Data normalization is the way to store data in an OLTP system, the normalization needs to be (an ACID-compliant transaction). Data normalization will result in high consistency and low data redundancy.
The 3NF which is the 3rd normalization form is being leveraged widely.
- Normalized data is leveraged by OLTP (online transaction processing)
- De-normalized data is levered by OLAP (online analytic processing)
- OLTP : Transaction workload, normalized data, write-heavy system.
- OLAP : analytic workload, De-normalized data, read-heavy system.
Data normalization is a process of structuring RDMBS by 1st normal form, 2nd normal form, and 3rd normal form , 4th normal form, 5 th normal form and 6th normal form.
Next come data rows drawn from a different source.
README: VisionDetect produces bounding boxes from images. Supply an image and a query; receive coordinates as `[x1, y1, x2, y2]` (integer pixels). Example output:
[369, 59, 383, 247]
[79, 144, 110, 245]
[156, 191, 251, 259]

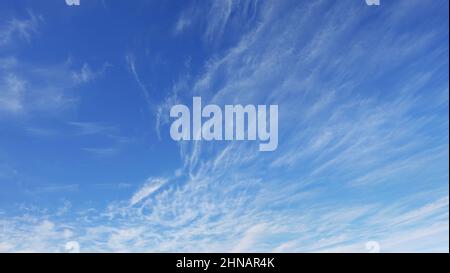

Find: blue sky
[0, 0, 449, 252]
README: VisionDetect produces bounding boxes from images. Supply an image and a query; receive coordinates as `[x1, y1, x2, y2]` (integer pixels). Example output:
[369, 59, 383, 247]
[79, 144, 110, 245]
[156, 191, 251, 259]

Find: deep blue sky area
[0, 0, 449, 252]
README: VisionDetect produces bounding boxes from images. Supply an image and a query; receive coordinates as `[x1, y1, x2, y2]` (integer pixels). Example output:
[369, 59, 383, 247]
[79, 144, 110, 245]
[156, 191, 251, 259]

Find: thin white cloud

Data normalization will reduce redundancy and will enhance Data integrity and consistency, Data normalization process will ensure tables are optimized to ensure dependencies are properly enforced to make database operations more faster, reliable, and well organized. OLTP systems can have DB JOINTS the DB joints can be complex and hence in complex database operations it is better to avoid joints as it can consume a lot of CPU power.
These are the normal forms that have been standardized.
- UNF (un-normalized form)
- 1NF (first normal form)
- 2NF (second normal form)
- 3NF (3 rd normal form)
- 4NF (4th normal form)
- 5NF (5th normal form)
- 6NF (6 th normal form)
Normalization-optimized data storage ensures faster reads and writes. De-normalization database will have less optimized write ops.
All the normal forms have certain protocols and constraints through which they operate. 3NF is implemented widely.
For all the normal forms there will be a set of constraints applied on DB tables to achieve the specified normal form, each normal form will have certain steps and protocols that need to be adhered upon to achieve the desired normal form.
The normalization model is ETNF, then comes the 6NF which was created in the year 2003) 3 NF inception was in 1971.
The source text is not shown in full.